A mediocre grade for U.S. infrastructure indicates there’s much work to be done to bring it up to the safe, sustainable level vitally needed for the supply chain and economic growth.

Q2 2021
One of President Joe Biden’s first acts was to announce a $2.3 trillion bill to repair and upgrade the nation’s infrastructure. The bill addresses what has become a perennial topic of debate in Congress, and one that has repeatedly been set aside for action at some future date.

It has been well-documented across the United States that years of neglect have resulted in roads and bridges in dire need of repair, outdated public transportation, subpar Internet service, and other critical infrastructure needs. In its most recent report card on the condition of America’s infrastructure, the American Society of Civil Engineers (ASCE) gave U.S. infrastructure a mediocre grade of C-. The engineers estimate it would cost $5.9 trillion over the next decade to bring roads, bridges, and airports to a safe and sustainable level. That’s about $2.6 trillion more than what government and the private sector already spend.

Ryan Severino, chief economist with JLL, said Biden’s bill “pointedly aims to improve aspects of infrastructure vital to the performance of the economy including tunnels, ports, rail, airports, water systems, the electrical grid, and high-speed broadband. Less conventionally, it also aims to improve the quality of buildings, including commercial real estate, upgrade the U.S. supply chain, invest in research and development, and provide job training for workers.”

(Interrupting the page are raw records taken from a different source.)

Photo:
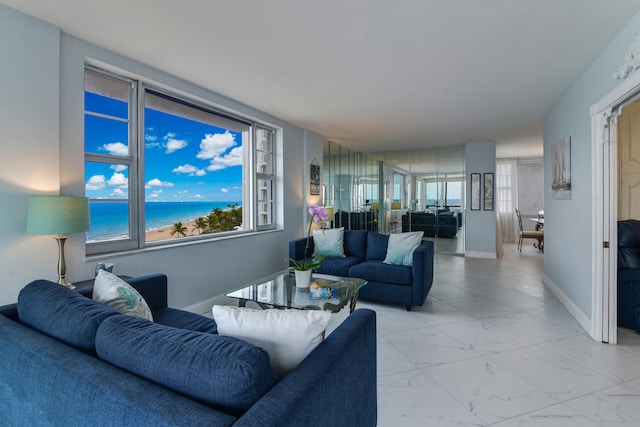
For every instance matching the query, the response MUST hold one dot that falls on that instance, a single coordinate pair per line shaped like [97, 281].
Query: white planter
[303, 278]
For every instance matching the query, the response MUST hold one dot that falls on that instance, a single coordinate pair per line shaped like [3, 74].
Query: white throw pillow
[111, 290]
[329, 242]
[287, 335]
[401, 247]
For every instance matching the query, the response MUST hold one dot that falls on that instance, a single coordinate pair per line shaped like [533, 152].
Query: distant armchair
[526, 234]
[629, 274]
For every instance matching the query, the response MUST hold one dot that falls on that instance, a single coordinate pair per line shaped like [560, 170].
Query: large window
[161, 167]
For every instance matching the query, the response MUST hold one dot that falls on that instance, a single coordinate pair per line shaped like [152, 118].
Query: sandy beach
[164, 233]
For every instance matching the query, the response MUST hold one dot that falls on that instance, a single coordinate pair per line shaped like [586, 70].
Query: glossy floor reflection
[493, 347]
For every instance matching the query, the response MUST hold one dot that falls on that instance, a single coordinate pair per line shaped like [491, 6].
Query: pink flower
[318, 213]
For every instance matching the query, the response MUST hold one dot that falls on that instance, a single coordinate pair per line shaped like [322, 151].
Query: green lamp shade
[57, 215]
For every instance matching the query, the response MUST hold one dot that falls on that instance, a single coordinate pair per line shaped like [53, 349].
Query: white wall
[29, 76]
[568, 223]
[480, 226]
[42, 89]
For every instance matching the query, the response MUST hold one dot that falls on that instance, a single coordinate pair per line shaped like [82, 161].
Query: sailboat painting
[561, 155]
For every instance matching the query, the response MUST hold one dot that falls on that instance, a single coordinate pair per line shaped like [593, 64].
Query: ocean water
[109, 220]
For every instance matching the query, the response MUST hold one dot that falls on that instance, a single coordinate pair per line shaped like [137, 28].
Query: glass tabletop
[279, 291]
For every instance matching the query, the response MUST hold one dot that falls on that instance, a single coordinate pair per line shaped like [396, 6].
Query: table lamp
[58, 215]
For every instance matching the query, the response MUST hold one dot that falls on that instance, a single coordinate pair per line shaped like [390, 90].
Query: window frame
[251, 176]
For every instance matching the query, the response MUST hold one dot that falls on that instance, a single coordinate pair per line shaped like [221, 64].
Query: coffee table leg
[352, 304]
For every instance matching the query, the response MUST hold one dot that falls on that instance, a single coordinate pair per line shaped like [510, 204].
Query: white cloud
[116, 149]
[96, 182]
[174, 144]
[233, 158]
[154, 194]
[185, 169]
[215, 145]
[118, 180]
[189, 169]
[155, 182]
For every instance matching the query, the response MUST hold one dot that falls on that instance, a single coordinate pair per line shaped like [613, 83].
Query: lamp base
[63, 282]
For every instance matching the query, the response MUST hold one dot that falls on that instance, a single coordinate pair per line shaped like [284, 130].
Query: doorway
[605, 114]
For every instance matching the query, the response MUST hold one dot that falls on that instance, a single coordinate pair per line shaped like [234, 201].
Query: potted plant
[303, 269]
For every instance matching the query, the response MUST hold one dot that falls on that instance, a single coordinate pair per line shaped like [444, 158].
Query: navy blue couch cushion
[62, 313]
[377, 271]
[629, 244]
[377, 246]
[338, 266]
[355, 243]
[224, 372]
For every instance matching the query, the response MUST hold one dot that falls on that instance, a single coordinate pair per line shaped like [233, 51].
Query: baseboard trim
[573, 309]
[477, 254]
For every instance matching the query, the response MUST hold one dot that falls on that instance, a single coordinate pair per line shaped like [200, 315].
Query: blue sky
[185, 160]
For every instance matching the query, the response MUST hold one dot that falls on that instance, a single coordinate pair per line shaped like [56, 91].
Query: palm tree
[179, 229]
[200, 224]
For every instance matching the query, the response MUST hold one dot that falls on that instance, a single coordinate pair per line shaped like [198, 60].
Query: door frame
[604, 187]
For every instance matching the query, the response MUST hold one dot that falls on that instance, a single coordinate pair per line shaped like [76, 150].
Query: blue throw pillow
[401, 247]
[329, 242]
[224, 372]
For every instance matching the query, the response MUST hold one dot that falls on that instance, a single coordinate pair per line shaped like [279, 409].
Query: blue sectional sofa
[365, 252]
[629, 274]
[68, 360]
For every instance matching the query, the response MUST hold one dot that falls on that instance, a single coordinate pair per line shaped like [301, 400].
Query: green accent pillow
[111, 290]
[329, 242]
[401, 247]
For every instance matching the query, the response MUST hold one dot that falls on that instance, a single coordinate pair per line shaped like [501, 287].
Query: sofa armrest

Meeting the Needs of the Supply Chain
Although some percentage of the price tag would be funded by corporate tax increases, experts emphasize that repairing the national infrastructure — sooner rather than later — is imperative for the U.S. supply chain. Rich Thompson, global leader of Supply Chain and Logistics Solutions for JLL, told Area Development, “The supply chain community is super-excited; they’ve been concerned about infrastructure for quite a long time. Starting in the ’50s, the United States always had one of the most sought after logistics networks in terms of infrastructure…We’ve been the envy of the world. But, from time to time you have to remodel the house.”

In its most recent report card on the condition of America’s infrastructure, the American Society of Civil Engineers (ASCE) gave U.S. infrastructure a mediocre grade of C-. As a group, transportation providers are the most concerned about sub-par infrastructure, Thompson said, which “has an impact on corporations that are responsible for moving freight.” He calls port congestion “a major crisis – not as a direct result of infrastructure, as much as a bullwhip effect we’ve seen with the pandemic. We’ve got 30 to 40 ships in San Pedro Bay, waiting to get into L.A./Long Beach. Ultimately, when the pandemic subsides and the economy continues to grow, we expect all ships to rise with the tide. So it’s important for us to keep up with that…Ports are very demanding in terms of capital investments; you’ve seen what China has done. That’s needed here in the U.S,” he noted. For retailers in the age of Amazon, more than ever there is also a “need for speed,” which makes transportation infrastructure critically important.

Avoiding “Bridges to Nowhere”
Aaron Klein, a senior fellow at the Brookings Institution, told us that policymakers need to update their approach and focus on investing more wisely in improvements, and “avoid ‘bridges to nowhere.’”

Using gas tax revenue as the primary funding source for infrastructure funding “is based on the realities of an American economy from the last century,” he said, noting that Congress hasn’t raised the tax in 30 years. “We’re still investing in the idea that adding more highway lane miles will solve our congestion problem; it doesn’t work…We have a lot of potholes to fill before we build new things.”

While corporations typically consider tax increases a hindrance to prosperity, Klein said he hopes businesses will “take a long view of infrastructure investing, and not just focus on their next-quarter earnings.”